The Chinese guy slammed the trunk closed. He started for the front seat.

Too late to call anyone. He had to make his move now.

Rocky remained six-four, two-sixty, and rock solid. He was a professional fighter. Not a show boxer. Not a phony, staged wrestler. A real fighter. He didn’t have a gun, but he knew how to take care of himself.

Rocky started running toward the car.

“Hey!” he shouted. “Hey, you! Stop right there!”

The Chinese guy—as he got closer, Rocky could see he was more like a kid—looked up. His expression did not change. He just stared as Rocky ran toward him. He did not move. He did not try to get in the car and drive away. He waited patiently.

“Hey!”

The Chinese kid stayed still.

Rocky stopped a yard in front of him. Their eyes met. Rocky did not like what he saw. He had played football against some true headcases. He’d fought pain-happy crazies in the Ultimate Fighting ring. He had stared into the eyes of pure psychos—guys who got off on hurting people. This was not like this. This was like staring into the eyes of . . . something not alive. A rock maybe. An inanimate object of some kind. There was no fear, no mercy, no reason.

“May I help you?” the Chinese kid said.

“I saw . . . Let that man out of the trunk.”

The kid nodded. “Of course.”

The kid glanced toward the trunk. So did Rocky. And that was when Eric Wu struck.

Rocky never saw the blow. Wu ducked down, twisted his hips for power, and smashed his fist into Rocky’s kidney. Rocky had taken shots before. He had been punched in the kidney by men twice this size. But nothing had ever hit him like this. The blow landed like a sledgehammer.

Rocky gasped but stayed on his feet. Wu moved in and jabbed something hard into Rocky’s liver. It felt like a barbecue skewer. The pain exploded through him.

Rocky’s mouth opened, but the scream wouldn’t come out. He fell to the ground. Wu dropped down next to him. The last thing Rocky saw—the last thing he would ever see—was Eric Wu’s face, calm and serene, as he placed his hands under Rocky’s rib cage.

Lorraine, Rocky thought. And then nothing more.

chapter 5

G
race caught herself mid-scream. She jerked upright. The light was still on in the hallway. A silhouette stood in her doorway. But it wasn’t Jack.

She awoke, still gasping. A dream. She knew that. On some elusive level, she had known that midway through. She’d had this dream before, plenty of times, though not in a long time. Must be the upcoming anniversary, she thought.

She tried to settle back. It wouldn’t happen. The dream always started and ended the same. The variations occurred in the middle.

In the dream Grace was back at the old Boston Garden.
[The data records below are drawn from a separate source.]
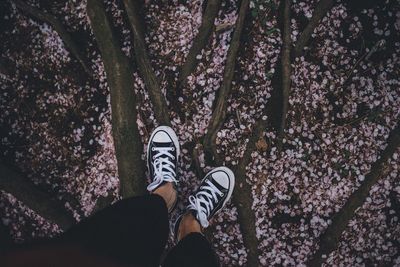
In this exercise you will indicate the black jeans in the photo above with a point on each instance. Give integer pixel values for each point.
(133, 232)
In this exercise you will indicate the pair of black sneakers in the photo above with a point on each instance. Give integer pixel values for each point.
(162, 159)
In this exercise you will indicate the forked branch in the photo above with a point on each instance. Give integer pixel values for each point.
(144, 64)
(219, 113)
(128, 145)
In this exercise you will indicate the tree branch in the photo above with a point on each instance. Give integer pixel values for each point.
(128, 145)
(59, 28)
(200, 41)
(331, 237)
(219, 113)
(286, 68)
(43, 204)
(150, 79)
(320, 11)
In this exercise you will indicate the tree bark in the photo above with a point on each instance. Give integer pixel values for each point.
(331, 237)
(128, 145)
(286, 68)
(144, 65)
(40, 202)
(59, 28)
(219, 113)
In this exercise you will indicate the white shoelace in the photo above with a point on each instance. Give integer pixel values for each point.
(163, 167)
(208, 197)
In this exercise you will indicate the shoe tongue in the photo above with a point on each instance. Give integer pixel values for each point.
(218, 185)
(162, 144)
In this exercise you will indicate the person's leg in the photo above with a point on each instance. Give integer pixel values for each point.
(193, 249)
(133, 231)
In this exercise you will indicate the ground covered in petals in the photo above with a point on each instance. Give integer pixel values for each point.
(55, 122)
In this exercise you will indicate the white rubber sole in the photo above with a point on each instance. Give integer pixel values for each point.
(231, 177)
(173, 136)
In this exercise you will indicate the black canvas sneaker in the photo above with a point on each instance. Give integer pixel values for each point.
(162, 157)
(214, 192)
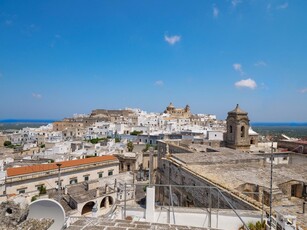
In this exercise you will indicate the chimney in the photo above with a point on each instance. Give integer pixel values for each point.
(97, 192)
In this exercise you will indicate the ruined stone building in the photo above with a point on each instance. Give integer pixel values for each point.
(178, 112)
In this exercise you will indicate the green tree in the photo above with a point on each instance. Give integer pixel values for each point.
(135, 133)
(146, 148)
(7, 143)
(42, 190)
(130, 146)
(117, 139)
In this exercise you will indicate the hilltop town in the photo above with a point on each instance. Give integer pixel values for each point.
(126, 164)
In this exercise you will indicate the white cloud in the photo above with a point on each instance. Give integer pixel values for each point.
(235, 2)
(246, 83)
(159, 83)
(260, 63)
(215, 12)
(8, 22)
(37, 95)
(304, 90)
(238, 67)
(283, 6)
(172, 40)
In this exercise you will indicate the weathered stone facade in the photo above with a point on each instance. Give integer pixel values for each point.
(178, 112)
(237, 130)
(198, 191)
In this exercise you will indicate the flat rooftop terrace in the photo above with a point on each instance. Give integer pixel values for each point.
(231, 169)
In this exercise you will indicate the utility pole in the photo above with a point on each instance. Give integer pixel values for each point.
(59, 181)
(271, 186)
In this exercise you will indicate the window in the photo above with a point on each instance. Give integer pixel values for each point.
(242, 131)
(38, 187)
(73, 180)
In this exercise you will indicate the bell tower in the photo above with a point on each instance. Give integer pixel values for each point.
(237, 129)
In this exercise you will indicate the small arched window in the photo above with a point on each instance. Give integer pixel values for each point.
(242, 131)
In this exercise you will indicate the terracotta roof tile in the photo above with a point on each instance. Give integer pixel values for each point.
(65, 164)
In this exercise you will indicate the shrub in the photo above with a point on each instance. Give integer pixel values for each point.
(7, 143)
The stage was directly in front of her. There was a steel blockade, short, maybe waist-high, like something you might use to lock your bike. She leaned against it.

The loudspeaker played “Pale Ink,” but that was impossible because the concert hadn’t even started yet. “Pale Ink” was the big hit from the Jimmy X Band, the best-selling single of the year. You still hear it on the radio all the time. It would be played live, not on some waiting-time recording. But if this dream was like some movie, “Pale Ink” was, if you will, the soundtrack.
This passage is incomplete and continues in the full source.